I know this is a separate entity to GDPR but it’s a very close relative. It’s also stopping me from finishing my course as it’s a module that needs to be completed. Problem is, the module hasn’t been released yet.
So I’m expecting it to outline the following
That people are going to need to gather consent against ‘cookies’, and the logging of IP address related tracking.
That means that businesses are going to need to be clear and explain what a cookie actually means and does. And explain it in a transparent way that my Granny can understand for example.
I don’t know if that’s right or not.

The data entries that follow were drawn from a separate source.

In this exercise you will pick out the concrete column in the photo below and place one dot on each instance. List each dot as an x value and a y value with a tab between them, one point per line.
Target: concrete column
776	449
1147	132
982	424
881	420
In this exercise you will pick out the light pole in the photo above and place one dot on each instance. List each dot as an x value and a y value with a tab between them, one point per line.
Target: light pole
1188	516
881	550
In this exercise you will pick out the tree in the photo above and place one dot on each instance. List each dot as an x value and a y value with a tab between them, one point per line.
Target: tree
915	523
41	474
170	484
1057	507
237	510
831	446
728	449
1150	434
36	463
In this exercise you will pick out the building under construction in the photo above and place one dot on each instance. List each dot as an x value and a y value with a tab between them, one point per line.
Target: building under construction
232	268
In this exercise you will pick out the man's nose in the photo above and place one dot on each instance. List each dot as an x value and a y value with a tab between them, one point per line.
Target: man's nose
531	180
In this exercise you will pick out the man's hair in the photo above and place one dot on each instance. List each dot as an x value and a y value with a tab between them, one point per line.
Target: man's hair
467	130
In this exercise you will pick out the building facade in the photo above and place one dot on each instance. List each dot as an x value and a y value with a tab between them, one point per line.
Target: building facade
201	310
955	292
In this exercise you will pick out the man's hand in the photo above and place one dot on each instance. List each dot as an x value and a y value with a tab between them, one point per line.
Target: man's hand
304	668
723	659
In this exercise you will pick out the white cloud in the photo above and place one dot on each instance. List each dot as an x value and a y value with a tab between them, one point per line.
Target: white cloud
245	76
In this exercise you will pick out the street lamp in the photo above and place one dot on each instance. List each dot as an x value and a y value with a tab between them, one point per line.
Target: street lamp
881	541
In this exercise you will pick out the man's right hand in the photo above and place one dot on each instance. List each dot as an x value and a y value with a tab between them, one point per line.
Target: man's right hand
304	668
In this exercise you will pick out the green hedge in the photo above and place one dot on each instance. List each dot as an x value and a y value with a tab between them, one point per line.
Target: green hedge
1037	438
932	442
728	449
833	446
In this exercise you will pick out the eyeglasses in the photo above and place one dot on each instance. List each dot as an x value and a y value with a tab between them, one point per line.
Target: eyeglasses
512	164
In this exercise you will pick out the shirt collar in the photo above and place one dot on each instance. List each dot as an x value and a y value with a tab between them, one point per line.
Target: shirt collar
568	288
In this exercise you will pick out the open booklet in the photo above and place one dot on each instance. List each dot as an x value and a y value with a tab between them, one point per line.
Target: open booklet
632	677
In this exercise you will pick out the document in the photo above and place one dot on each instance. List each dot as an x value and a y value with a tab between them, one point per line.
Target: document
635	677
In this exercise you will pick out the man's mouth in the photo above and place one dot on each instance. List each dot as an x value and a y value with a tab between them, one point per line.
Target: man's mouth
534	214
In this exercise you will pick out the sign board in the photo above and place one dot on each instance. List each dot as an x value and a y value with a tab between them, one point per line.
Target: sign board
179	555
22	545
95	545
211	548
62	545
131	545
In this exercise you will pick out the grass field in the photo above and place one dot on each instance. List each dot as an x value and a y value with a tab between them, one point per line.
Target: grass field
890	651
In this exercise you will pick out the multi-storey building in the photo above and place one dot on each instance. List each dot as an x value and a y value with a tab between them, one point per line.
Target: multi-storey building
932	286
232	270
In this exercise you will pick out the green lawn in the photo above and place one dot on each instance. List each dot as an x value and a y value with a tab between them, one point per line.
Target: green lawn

I don’t have the final information on ePrivacy. However, The EU directive suggests this is right.
So if you are actively using tools that use IP reverse look-up or tracking (such as Facebook Pixel) then the effectiveness of these tools is likely to significantly change in the post GDPR world.
What happens next?
GDPR has quickly gone from ‘what’s that’ to ‘OMG’. In my experience, people want to get ready and get on with their business. But we need to know the full rule book. It might not be perfect, I’m sure it will change (evolution not revolution, yawn, sorry), but we need a starting point.
So come on ICO get a move on.
We understand the GDPR is a complicated framework, and you are going to have to Police it.
We understand it’s legislation and some Brexit stuff is going on that’s held up key decisions.
But help us out ICO. What’s your take on this?
Can you please get that consent guidance inked in, explain ePrivacy properly and let’s get implemented.